The introduction of divorce as proposed will not be a threat to happily married couples and, indeed, will I believe even have the effect of concentrating couple's thinking when difficulties first arise, and encourge them to seek help. Our greater emphasis on marriage reconciliation, family counselling, and the expansion of the excellent schemes already in operation can only have good effect in the future. But, however good our conciliation methods are, they will not and could not eliminate the need to deal with the irretrievably broken marriage. Introducing divorce will not threaten marriage any more than the development of heart transplant techniques in surgery lead to an increase in heart disease.

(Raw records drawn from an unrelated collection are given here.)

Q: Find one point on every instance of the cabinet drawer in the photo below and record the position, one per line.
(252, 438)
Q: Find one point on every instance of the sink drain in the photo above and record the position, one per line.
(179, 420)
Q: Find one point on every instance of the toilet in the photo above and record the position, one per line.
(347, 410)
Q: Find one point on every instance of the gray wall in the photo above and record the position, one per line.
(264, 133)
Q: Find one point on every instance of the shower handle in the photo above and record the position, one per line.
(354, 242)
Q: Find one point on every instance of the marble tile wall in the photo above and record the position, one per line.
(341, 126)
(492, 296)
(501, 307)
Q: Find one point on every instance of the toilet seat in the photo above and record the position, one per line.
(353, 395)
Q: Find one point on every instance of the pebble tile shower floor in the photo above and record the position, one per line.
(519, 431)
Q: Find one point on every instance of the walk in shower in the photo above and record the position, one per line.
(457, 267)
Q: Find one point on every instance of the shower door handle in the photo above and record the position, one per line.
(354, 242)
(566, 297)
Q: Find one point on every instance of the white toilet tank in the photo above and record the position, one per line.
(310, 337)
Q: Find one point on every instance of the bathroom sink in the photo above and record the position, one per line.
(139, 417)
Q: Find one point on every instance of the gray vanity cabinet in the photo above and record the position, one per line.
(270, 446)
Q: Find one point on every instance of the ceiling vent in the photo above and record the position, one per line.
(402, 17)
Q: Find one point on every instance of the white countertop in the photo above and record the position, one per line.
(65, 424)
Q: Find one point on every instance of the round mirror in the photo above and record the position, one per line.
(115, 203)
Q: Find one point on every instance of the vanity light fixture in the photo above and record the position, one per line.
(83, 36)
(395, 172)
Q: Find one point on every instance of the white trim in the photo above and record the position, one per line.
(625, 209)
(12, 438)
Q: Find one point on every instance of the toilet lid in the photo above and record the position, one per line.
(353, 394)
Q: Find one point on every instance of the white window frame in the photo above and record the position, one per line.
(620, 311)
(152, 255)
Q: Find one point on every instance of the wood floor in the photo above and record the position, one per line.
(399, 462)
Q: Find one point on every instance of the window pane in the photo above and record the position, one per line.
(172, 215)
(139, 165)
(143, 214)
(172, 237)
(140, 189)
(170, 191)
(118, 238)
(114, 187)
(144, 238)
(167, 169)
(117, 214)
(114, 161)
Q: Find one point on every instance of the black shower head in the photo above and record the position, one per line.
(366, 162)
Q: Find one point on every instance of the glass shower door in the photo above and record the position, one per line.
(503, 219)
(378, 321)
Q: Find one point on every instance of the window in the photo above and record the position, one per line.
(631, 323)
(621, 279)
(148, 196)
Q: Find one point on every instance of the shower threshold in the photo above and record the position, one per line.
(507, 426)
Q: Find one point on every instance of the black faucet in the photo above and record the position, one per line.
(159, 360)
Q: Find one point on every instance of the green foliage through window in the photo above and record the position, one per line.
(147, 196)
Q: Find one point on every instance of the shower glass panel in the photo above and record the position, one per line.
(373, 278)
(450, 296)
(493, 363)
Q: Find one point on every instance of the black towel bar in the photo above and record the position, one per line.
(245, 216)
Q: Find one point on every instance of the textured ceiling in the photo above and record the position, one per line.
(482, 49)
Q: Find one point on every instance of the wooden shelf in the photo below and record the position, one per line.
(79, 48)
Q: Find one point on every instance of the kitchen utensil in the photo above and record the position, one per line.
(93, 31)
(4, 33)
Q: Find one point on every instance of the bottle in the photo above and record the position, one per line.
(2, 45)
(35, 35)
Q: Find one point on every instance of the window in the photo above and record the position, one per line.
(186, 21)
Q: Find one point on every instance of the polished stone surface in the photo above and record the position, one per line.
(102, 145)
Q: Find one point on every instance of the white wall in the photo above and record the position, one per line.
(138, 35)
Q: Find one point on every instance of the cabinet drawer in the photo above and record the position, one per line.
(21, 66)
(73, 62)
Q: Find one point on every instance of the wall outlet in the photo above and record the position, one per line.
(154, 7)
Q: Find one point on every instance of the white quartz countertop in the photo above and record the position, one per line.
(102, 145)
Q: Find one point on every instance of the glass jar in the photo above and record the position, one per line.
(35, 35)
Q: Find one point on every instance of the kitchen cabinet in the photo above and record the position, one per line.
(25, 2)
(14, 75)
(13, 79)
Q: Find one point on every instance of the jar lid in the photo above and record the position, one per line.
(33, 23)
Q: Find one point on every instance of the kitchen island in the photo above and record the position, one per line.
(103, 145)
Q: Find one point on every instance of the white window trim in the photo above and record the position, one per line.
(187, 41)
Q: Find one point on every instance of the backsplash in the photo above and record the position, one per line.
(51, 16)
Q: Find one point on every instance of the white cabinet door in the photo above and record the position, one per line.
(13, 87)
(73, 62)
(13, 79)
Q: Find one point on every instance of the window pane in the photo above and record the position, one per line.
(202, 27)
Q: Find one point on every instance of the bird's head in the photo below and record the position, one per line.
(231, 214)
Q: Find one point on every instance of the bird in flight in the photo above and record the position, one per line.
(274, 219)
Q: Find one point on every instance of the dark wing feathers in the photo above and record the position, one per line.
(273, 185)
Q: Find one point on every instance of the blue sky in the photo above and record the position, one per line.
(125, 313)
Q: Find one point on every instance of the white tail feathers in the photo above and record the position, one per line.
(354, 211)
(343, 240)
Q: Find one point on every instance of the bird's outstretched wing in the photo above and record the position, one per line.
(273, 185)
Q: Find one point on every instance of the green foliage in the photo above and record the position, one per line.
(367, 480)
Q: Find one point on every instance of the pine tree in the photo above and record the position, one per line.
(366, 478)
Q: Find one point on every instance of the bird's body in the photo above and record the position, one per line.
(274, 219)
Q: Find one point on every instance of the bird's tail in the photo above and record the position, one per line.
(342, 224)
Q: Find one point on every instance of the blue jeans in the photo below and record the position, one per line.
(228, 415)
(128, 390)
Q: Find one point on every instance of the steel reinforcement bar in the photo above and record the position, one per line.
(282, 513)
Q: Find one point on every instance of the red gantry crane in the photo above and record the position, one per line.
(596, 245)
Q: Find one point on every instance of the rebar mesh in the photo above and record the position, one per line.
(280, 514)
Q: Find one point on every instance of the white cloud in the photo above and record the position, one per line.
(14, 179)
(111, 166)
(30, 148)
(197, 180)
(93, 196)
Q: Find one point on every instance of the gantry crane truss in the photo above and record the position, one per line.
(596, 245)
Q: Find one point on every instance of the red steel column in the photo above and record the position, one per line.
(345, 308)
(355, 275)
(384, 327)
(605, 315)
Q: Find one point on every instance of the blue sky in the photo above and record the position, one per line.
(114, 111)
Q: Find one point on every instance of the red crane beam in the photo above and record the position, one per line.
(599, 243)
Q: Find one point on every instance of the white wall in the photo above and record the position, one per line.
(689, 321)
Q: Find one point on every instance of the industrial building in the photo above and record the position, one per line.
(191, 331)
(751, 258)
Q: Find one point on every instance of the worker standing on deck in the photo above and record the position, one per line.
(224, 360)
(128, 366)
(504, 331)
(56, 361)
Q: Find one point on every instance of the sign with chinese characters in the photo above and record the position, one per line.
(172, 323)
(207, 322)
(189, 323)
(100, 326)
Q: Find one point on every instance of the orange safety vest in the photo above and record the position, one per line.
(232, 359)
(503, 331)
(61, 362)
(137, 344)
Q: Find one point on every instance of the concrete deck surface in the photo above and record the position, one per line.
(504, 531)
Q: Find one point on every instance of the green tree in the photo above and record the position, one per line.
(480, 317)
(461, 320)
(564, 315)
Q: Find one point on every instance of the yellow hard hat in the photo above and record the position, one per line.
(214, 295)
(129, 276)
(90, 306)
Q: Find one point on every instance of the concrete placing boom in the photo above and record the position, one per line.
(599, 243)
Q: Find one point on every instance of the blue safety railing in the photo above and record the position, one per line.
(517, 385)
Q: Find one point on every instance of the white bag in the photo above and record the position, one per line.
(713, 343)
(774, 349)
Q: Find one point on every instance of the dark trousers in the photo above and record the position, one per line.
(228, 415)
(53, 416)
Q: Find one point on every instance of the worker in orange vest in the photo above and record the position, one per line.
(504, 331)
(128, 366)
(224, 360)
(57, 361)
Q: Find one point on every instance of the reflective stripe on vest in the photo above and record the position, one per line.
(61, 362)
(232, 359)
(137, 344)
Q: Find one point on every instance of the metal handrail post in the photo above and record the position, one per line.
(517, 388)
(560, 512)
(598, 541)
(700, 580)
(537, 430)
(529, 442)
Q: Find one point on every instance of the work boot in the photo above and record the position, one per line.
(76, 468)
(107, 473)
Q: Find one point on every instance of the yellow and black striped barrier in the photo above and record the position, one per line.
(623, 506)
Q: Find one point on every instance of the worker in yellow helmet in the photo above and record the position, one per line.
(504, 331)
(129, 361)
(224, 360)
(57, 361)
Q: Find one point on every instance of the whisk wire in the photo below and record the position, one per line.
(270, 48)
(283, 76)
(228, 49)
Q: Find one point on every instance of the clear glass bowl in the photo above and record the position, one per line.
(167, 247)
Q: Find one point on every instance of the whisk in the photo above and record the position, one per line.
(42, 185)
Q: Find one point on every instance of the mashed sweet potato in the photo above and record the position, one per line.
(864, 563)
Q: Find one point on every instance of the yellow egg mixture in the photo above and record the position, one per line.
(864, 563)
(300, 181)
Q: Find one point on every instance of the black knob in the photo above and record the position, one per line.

I also welcome the emphasis in the Government statement on the need for protection of marriage and for the development of less adversarial and more human oriented legal institutions supported by professional counselling and conciliation to deal with marriage breakdown. The entire area is very complex and, in retrospect, it was very useful to tap the collective wisdom of the Oireachtas in determining the type of arrangements which should not be introduced.

The divorce referendum Bill, I believe, strikes a balance between the interests of society generally and the need to deal humanely and fairly with people whose marriages have broken down. I have said before on many occasions that the reality of life is that many marriages break down, and some of them break down irretrievably. We might wish that this would not be so, but we must face up to it and deal with the consequences. The non-existence of divorce in our society is itself a destabilising factor at this stage in that many people whose marriages have broken down openly live in relationships outside of marriage.

Some people will say that the terms of the referendum Bill are too broad and others will say that they are too narrow. In my view they represent a reasonable compromise against the background of the values of the society in which we live. We have, in a sense, an opportunity to come of age and to treat people as adults, capable of coming to responsible decisions about how they will regulate their domestic affairs.

Some will say that the introduction of divorce will sap the moral fibre of the nation and leave society immeasurably worse off. I am in difficulty with this argument. From my experience in other countries, in the United States and Europe, I find it difficult to conclude, nor have I seen any facts to support it, that their societies with divorce are any worse than we are without it. We have, I believe, a presumption of innocence, based on the concept of the Ireland of the saints and scholars, which is not justified and which does not result in our society being any better off than other developed societies. We are already changing, and if divorce is introduced it will merely be a reflection of those changing values in our society and not any co-ordinated plot by a minority to subvert the family and the State.

Debate adjourned.
Sitting suspended at 1.30 p.m. and resumed at 2.30 p.m.